To change the module, we need first to make the IAS a secretariat
service and exclude IAS officers from not only district and sub-district
administrative posts but also non-administrative assignments in
public sector management as well as sinecures and shift
to contract employment for most specialisations. This will enable
us to sharply reduce recruitment to the IAS and thus enable a
hiking of basic IAS salaries to levels comparable with what similarly
placed executives get in the private sector.
We should combine
this with a decisive step towards computerised paperless record-keeping
and file-processing to prune the size of the supporting staff.
Larger employment goes with lower remuneration; the only way to
place integrity above the threshold of temptation (at least for
the normally honest person) is to pay higher per-capita remuneration.
This, of course, we can afford to do only if the size of the cadre
is sliced to the bare minimum. This module would then need to
be replicated in the equivalent generalist state civil services.

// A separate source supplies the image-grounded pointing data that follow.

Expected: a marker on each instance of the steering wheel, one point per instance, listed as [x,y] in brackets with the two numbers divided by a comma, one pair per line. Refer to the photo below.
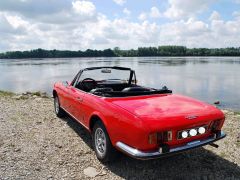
[88,84]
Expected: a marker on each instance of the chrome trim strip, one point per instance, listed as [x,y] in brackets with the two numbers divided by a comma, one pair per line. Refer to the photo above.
[156,154]
[75,118]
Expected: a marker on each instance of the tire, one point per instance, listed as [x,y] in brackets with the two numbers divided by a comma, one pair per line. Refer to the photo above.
[57,108]
[105,152]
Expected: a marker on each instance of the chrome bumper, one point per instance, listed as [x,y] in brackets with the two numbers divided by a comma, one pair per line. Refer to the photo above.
[157,154]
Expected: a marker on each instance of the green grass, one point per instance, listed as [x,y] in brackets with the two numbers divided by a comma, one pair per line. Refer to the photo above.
[6,93]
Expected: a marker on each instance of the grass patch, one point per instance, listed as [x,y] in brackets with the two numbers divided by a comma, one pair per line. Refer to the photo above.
[6,93]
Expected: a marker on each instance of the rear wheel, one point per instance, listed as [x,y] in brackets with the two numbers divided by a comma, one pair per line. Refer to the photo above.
[102,145]
[58,110]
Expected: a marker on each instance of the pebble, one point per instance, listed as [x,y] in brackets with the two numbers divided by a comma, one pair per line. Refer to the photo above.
[33,148]
[91,172]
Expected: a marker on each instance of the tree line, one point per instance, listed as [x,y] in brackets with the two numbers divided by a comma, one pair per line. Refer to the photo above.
[117,52]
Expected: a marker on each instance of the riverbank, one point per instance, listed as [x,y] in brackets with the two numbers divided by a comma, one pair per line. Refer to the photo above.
[35,144]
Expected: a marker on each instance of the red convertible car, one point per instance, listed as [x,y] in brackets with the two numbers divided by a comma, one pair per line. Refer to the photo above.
[141,122]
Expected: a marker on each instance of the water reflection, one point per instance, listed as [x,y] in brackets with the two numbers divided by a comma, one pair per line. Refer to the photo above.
[206,78]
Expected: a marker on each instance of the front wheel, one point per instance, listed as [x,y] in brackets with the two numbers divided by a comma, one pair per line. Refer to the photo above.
[58,110]
[102,145]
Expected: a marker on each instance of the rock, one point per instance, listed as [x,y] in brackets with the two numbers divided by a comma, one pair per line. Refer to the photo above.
[91,172]
[17,97]
[238,137]
[17,150]
[49,177]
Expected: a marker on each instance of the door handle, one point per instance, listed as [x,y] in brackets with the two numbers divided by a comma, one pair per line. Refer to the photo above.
[79,99]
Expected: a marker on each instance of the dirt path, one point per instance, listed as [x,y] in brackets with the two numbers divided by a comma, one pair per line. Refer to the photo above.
[35,144]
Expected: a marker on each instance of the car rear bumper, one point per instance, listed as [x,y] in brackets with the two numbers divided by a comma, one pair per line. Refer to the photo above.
[157,154]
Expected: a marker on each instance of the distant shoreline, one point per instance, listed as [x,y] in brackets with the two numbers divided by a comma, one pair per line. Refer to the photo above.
[160,51]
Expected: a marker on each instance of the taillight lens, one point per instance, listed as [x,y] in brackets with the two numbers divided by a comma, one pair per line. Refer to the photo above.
[153,138]
[158,138]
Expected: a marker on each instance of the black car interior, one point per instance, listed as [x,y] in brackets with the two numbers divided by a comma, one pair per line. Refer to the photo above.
[117,89]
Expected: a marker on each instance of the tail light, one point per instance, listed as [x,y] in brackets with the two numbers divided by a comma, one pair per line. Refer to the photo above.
[159,138]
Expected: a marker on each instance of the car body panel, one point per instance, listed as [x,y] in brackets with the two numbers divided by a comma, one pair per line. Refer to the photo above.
[131,119]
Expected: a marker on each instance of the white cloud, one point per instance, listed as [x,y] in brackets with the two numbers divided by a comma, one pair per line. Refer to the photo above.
[236,14]
[120,2]
[215,16]
[84,8]
[186,8]
[142,16]
[80,26]
[126,11]
[155,13]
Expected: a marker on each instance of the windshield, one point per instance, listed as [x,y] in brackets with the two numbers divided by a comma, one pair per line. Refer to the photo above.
[107,75]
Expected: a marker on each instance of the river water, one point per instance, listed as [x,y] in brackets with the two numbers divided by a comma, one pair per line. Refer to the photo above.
[209,79]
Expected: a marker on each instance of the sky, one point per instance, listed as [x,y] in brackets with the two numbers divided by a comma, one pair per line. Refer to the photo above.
[101,24]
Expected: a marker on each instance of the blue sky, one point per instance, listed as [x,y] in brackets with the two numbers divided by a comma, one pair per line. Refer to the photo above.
[100,24]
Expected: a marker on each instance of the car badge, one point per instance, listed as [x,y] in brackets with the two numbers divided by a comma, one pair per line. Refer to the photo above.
[191,117]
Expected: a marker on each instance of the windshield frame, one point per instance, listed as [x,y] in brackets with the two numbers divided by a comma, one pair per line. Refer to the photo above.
[132,74]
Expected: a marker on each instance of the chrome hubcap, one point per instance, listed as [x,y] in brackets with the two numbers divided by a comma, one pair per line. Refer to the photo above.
[56,103]
[100,141]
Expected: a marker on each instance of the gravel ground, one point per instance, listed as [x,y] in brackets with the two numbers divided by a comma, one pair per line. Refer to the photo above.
[35,144]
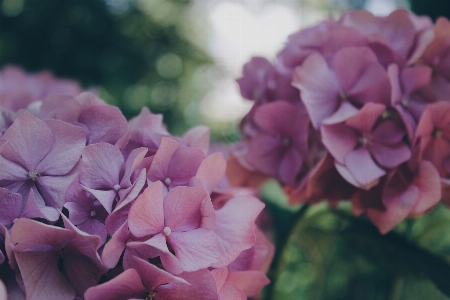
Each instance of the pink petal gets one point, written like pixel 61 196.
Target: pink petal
pixel 105 123
pixel 106 198
pixel 126 285
pixel 183 208
pixel 69 142
pixel 366 118
pixel 160 165
pixel 146 215
pixel 250 282
pixel 427 180
pixel 196 249
pixel 390 156
pixel 115 246
pixel 42 280
pixel 369 173
pixel 211 171
pixel 201 286
pixel 100 166
pixel 153 276
pixel 234 227
pixel 198 137
pixel 319 88
pixel 339 140
pixel 29 141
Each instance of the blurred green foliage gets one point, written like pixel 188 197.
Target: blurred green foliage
pixel 134 52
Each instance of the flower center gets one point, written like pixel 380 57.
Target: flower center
pixel 33 175
pixel 167 231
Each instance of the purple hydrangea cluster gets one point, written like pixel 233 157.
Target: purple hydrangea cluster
pixel 353 109
pixel 95 207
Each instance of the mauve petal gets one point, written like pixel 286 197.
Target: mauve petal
pixel 416 77
pixel 398 206
pixel 345 111
pixel 160 164
pixel 53 189
pixel 80 271
pixel 29 141
pixel 350 63
pixel 131 164
pixel 290 166
pixel 77 213
pixel 264 153
pixel 366 118
pixel 130 194
pixel 339 140
pixel 11 173
pixel 276 117
pixel 231 291
pixel 114 247
pixel 319 88
pixel 428 182
pixel 250 282
pixel 105 123
pixel 198 137
pixel 41 277
pixel 126 285
pixel 388 133
pixel 3 292
pixel 106 198
pixel 85 244
pixel 196 249
pixel 100 166
pixel 183 165
pixel 364 176
pixel 390 156
pixel 27 233
pixel 201 286
pixel 94 227
pixel 32 210
pixel 182 208
pixel 234 227
pixel 211 171
pixel 10 207
pixel 220 276
pixel 146 215
pixel 152 276
pixel 69 141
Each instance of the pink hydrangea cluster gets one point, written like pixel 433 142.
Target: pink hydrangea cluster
pixel 353 109
pixel 95 207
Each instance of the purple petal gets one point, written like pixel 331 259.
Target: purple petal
pixel 126 285
pixel 183 208
pixel 10 207
pixel 105 123
pixel 234 227
pixel 339 140
pixel 364 176
pixel 196 249
pixel 29 141
pixel 319 88
pixel 100 166
pixel 66 149
pixel 146 215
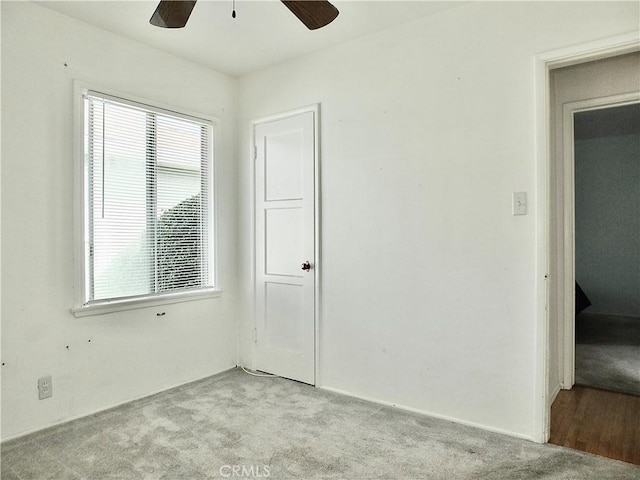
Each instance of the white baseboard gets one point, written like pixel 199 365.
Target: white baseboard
pixel 104 409
pixel 431 414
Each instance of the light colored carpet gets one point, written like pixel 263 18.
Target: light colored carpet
pixel 608 352
pixel 275 428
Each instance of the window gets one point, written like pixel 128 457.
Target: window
pixel 147 202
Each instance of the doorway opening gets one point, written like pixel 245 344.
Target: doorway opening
pixel 594 256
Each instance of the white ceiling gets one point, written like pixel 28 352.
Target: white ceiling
pixel 264 32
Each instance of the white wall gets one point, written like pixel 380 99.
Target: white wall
pixel 130 354
pixel 426 129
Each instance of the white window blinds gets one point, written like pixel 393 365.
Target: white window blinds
pixel 148 202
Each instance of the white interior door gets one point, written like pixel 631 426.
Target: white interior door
pixel 285 270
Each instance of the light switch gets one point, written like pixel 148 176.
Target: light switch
pixel 519 203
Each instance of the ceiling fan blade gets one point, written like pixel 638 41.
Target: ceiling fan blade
pixel 313 13
pixel 172 13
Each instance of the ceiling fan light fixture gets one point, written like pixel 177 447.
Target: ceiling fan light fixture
pixel 172 13
pixel 313 13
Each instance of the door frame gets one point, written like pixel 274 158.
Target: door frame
pixel 543 64
pixel 315 110
pixel 567 312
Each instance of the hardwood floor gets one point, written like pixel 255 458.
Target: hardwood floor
pixel 597 421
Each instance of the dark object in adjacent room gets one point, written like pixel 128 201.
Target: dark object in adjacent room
pixel 582 301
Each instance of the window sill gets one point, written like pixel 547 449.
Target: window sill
pixel 102 308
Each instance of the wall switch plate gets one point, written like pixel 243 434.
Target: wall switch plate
pixel 519 203
pixel 45 387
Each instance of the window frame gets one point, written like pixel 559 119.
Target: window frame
pixel 81 307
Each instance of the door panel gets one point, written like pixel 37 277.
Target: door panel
pixel 285 239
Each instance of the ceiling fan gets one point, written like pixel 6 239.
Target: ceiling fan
pixel 313 13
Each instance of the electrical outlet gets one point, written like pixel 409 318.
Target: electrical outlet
pixel 45 387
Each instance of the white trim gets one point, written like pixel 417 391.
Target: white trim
pixel 429 414
pixel 111 306
pixel 315 109
pixel 119 404
pixel 544 62
pixel 80 309
pixel 567 352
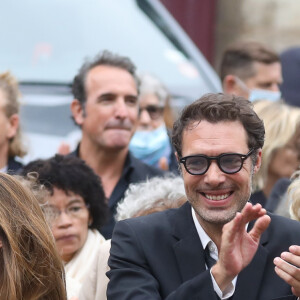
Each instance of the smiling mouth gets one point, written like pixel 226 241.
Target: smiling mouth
pixel 217 197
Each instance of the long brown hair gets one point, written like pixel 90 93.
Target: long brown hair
pixel 30 267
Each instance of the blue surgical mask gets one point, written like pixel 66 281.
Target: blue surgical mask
pixel 151 146
pixel 258 94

A well-paid IAS/PCS officer would, of course, be a more difficult
bull's eye for pecuniary targeting -- but s/he remains helplessly
vulnerable to the worst threat in the politician's armoury, the
threat of transfer. The transformation of the IAS into a secretariat
service has the inestimable advantage of protecting the officer
from the threat of disruption to his children's education and
family life which, more than illegitimate financial bonuses, has
emerged as the instrument of coercion in the politician-bureaucrat
relationship.
T N Seshan, in his memoirs, tells the instructive
tale of how three decades ago the only punishment his chief minister
could inflict on him for not carrying out improper orders was
his transfer from industry to agriculture. This involved no more
disruption of his personal life than pressing a different button
when he got into the lift in the morning.
And thus a messiah was
born -- who might have been stillborn if, as in contemporary UP
of Bihar or, indeed, contemporary Tamil Nadu, he found himself
shuttled for his probity from Vellore to Tirunelveli, out to Bondinayakanallur
and then to Vedaranyam -- all in a mere 12 months. We could institutionalise
such protection from arbitrary transfer by making secretariat
services of the central and state civil services.